In an effort to provide as complete a reference to the MLB Gameday API as possible, there are instances where additional values are provided for academic if not for popular use cases. More likely than not, you are interested in Major League Baseball games and will not have to worry about values other than mlb. This concludes the overview of Gameday URL components. Next up is an overview of the game data directory contents.

Game Data Directory Contents

As mentioned, the game data directory is where the Gameday API files are stored for a particular game. This section is meant to list the game data directory contents. The following is a description of the files that may be included in a game data directory. More often than not, the majority of files will be present. However there are instances where certain files are not included (e.g. emailSource.xml is not included for Spring Training games).

Top-level Files

  • atv_feed_selection.xml
  • atv_game_events.xml
  • atv_preview.xml
  • atv_preview_noscores.xml
  • atv_runScoringPlays.xml
  • badges.xml
  • bench.xml
  • benchO.xml
  • bis_boxscore.xml
  • boxscore.xml
  • emailSource.xml
  • eventLog.xml
  • game.xml
  • game_events.xml
  • gamecenter.xml
  • gameday_Syn.xml
  • linescore.xml
  • miniscoreboard.xml
  • players.xml
  • plays.xml
  • rawboxscore.xml

Sub-directories

  • batters/
  • inning/
  • media/
  • notifications/
  • onbase/
  • pitchers/
  • premium/

Non-XML Files

The majority of the Gameday API files are in the XML format while there are a few JSON and PLIST files. Due to the fact that the JSON files have XML counterparts and that the majority of files are XML, the JSON files have not been properly documented. The same goes for the PLIST files which have XML counterparts in the atv_* files. PLIST files are used by the MLB.TV application on the Apple TV. Below are a list of the JSON and PLIST files you may come across.

  • boxscore.json
  • game_events.json
  • linescore.json
  • plays.json
  • feed_selection.plist
  • game_events.plist
  • preview.plist
  • runScoringPlays.plist

Gameday API File Path

Using the knowledge from the game data directory contents, you are now able to construct a relative path from the game data directory to the desired Gameday API file. In our example URL, the last path component was /boxscore.xml which is a top-level file in the game data directory. This just as easily could have been the relative path /inning/inning_all.xml which would have made a request to the inning_all.xml Gameday API file. It is important to remember that the last path component will always be the name of a Gameday API file. Of course, the location of a particular file is dependent on where it is stored and the relevant path from the game data directory.

Conclusion

This concludes our overview of the MLB Gameday API. Although far from an exhaustive description, this primer should have provided you with enough information to get started looking at games of interest and get you moving in the right direction. There is an enormous amount of data provided by MLB, and understanding it's content and structure is no small feat.
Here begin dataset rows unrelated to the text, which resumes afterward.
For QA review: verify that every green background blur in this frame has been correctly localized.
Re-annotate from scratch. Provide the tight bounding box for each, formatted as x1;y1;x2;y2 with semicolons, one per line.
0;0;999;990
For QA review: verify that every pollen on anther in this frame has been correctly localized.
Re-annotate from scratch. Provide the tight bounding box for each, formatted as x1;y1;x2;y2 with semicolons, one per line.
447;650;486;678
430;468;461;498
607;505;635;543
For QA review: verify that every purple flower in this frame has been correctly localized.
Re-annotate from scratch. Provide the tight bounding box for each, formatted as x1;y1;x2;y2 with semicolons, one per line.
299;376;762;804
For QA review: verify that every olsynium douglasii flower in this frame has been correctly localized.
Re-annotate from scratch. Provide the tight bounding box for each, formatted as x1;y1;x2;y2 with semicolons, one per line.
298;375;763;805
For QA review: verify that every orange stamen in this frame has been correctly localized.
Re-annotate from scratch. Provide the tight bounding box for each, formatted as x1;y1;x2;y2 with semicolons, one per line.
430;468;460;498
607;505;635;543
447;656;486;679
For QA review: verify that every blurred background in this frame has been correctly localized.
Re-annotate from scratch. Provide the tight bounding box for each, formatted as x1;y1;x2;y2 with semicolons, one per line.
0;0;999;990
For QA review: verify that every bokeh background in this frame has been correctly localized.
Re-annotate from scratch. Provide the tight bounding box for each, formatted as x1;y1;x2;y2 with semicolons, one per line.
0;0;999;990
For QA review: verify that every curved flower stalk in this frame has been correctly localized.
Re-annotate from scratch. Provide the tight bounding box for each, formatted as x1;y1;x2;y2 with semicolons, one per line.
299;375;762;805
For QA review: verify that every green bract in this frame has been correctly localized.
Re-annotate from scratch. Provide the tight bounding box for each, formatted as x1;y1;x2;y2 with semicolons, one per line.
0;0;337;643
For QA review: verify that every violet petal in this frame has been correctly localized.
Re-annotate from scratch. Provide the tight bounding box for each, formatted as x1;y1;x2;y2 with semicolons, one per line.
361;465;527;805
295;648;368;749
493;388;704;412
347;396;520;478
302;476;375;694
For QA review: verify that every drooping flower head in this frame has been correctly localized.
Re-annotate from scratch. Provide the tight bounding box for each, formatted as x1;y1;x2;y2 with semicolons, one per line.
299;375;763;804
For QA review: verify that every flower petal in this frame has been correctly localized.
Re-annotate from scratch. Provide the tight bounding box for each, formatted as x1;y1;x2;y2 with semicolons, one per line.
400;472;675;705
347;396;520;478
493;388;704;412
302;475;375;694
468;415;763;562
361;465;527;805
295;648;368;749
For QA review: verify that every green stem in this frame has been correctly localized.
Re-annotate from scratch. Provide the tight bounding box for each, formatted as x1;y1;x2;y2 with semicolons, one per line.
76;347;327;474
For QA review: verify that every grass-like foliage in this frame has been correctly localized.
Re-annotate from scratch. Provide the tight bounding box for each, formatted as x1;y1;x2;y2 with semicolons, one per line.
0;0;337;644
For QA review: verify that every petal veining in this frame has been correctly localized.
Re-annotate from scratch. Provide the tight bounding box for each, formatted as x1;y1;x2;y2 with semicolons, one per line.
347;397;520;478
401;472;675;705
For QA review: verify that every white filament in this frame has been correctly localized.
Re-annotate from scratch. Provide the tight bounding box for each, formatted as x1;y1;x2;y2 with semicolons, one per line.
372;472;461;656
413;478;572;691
However, by using the Gameday API file references found on this site you will lessen the learning curve and have more time doing what interests you, analyzing a great set of data. Feel free to send me an email or tweet with any questions, concerns or comments regarding this primer or any of the pages on the site. If you're familiar with GitHub and would like to contribute, fork the repository and send along a pull request. Thank you for taking the time to check out the site, dig in, and have fun!